You are essentially correct. Rebase is, however, not a cure-all for the problem.
Let's draw a slightly more complex situation. We'll start with a similar commit graph:
...--o--o
The final o
node here is the tip commit of some branch, with some earlier commit o
also not very distinguished. We won't bother with branch labels because they are just aimed at helping humans, and we're looking at what Git does, rather than what humans do. :-)
Along comes one human who makes a new commit, your commit C1
(I'll just call it C
though) that has a bug in it:
C
/
...--o--o
Meanwhile, in this repo, or in some other clone of it, along comes a different human who makes an unrelated commit F
:
C
/
...--o--*
\
F
Commits C
and F
are probably on different (named) branches, but the important thing is that they have a common base *
(this used to be just marked o
but now we need to remember that it's the common base—though it's pretty obvious from the drawing).
In your particular scenario, the second user made F
by cherry-picking C
. Let's say that in our case, the second user made F
quite independently. Now that second user decides that now is the time to cherry-pick C
, so they get a copy of it—but it does not apply cleanly, so they change it slightly—hand-edit it—so that it applies. Now they have:
C
/
...--o--*
\
F--G
Note, again, that commit G
is mostly, but not quite, a copy of C
—which, as we noted, is about to be deemed defective.
Your first human therefore reverts C
to, in effect, remove it from his branch, then adds D
(the corrected fix):
C--R--D
/
...--o--*
\
F--G
Your second human goes on to add more commits:
C--R--D <-- branch1
/
...--o--*
\
F--G--H--I <-- branch2
(this time I've put in the branch names too).
When rebase works and when it fails
What git rebase
does is, in essence, find commits that are in common between the two branches, and that are exclusive to each of the two branches. Your second human will come along and try to rebase the F-G-H-I
sequence atop D
.
The common commits start from the merge base *
and work backwards; rebase gets to ignore these entirely.
The commits to be copied start after the merge base and end with the tip-most commit, hence are F
, G
, H
, and I
.
But, before copying these, Git checks the commits exclusive to the "other side": commits after the merge base *
that end with D
. These are C
(the bad commit), R
(the revert of C
), and D
. It uses git patch-id
on each of those commits, and also on all the commits set to be copied. If the patch ID of one of the "to be copied" commits matches the patch ID of one of the "already in the chain ending with D
" commits, Git drops that commit.
This is how, when commit G
is an exact (not-hand-edited) copy of C
, Git can drop G
and just copy F
, H
, and I
. The exact copy winds up with the same patch-ID. But this G
was hand-edited to make it fit, which changed its patch-ID. Rebase therefore copies G
, giving:
C--R--D <-- branch1
/ \
...--o--* F'-G'-H'-I' <-- branch2
\
F--G--H--I [abandoned]
So, while git merge
definitely fails, git rebase
sometimes also fails (specifically when a cherry-picked commit had to be modified to fit). In this case, that happened because of a conflict between F
and the cherry-picked C
, but there are plenty of ways to run into this.

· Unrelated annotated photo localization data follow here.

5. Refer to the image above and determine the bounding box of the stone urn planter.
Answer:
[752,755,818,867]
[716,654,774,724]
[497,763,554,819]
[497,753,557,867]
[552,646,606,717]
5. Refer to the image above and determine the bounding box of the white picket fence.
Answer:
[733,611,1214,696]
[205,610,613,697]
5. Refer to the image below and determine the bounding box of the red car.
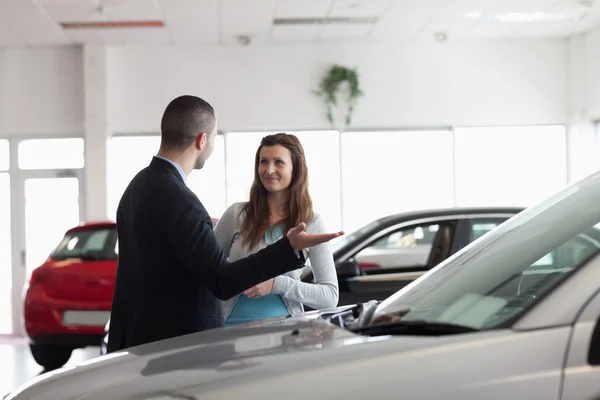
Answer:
[24,217,220,370]
[24,221,118,370]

Is there other way to avoid (or fix) the problem I mentioned here?
Ideally, instead of cherry-picking C
in the first place, whoever is working on branch2
would just rebase onto C
at that time, and then rebase onto R
again later if needed (or just straight onto D
), or merge after said rebase. Let's see what the graph looks like if the second human, working on branch2
, had rebased his F
commit onto C
instead of cherry-picking. Let's draw the before-rebase:
C <-- branch1
/
...--o--*
\
F <-- branch2
and move C
down a few lines, which is exactly the same commits, just drawn more linearly:
...--o--*---C <-- branch1
\
F <-- branch2
and now let's copy F
to F'
atop C
and move the branch label:
...--o--*---C <-- branch1
\ \
\ F' <-- branch2
\
F [abandoned]
The merge base of C
and F'
is now C
itself, rather than commit *
. Let's put the remaining commits in, unmarking the *
commit and dropping abandoned commits:
...--o--o---C--R--D <-- branch1
\
F'-H--I <-- branch2
If we now use git merge
to merge commit I
atop commit D
, we won't re-introduce bad commit C
via G
, since there now is no G
.
Of course, if multiple people are using branch2
—if the old F
commit is published—this rebase-makes-a-copy thing means they must all switch to using the new copies, every time we rebase.
Testing
Is there other way to avoid (or fix) the problem I mentioned here?
Ideally, when someone found a bug, before writing commit C
at all, they wrote a test case. The test case showed that commit C
was required and that commit C
fixed the bug, which is why commit C
was committed in the first place.
When C
was found to be faulty, the test case for it should have been improved, or an additional test case written, demonstrating that commit C
was not quite right. This also is why revert R
went in, and subsequent better fix D
. (Perhaps D
was, in essence, a squash of R
and the replacement fix—though the fact that C
got copied suggests that R
should exist as a stand-alone reversion.)
These tests will now show the problem if a rebase or merge re-introduces a slight variation of commit C
, such as our hypothetical commit G
. That won't avoid or fix the problem itself, but will at least catch it right away.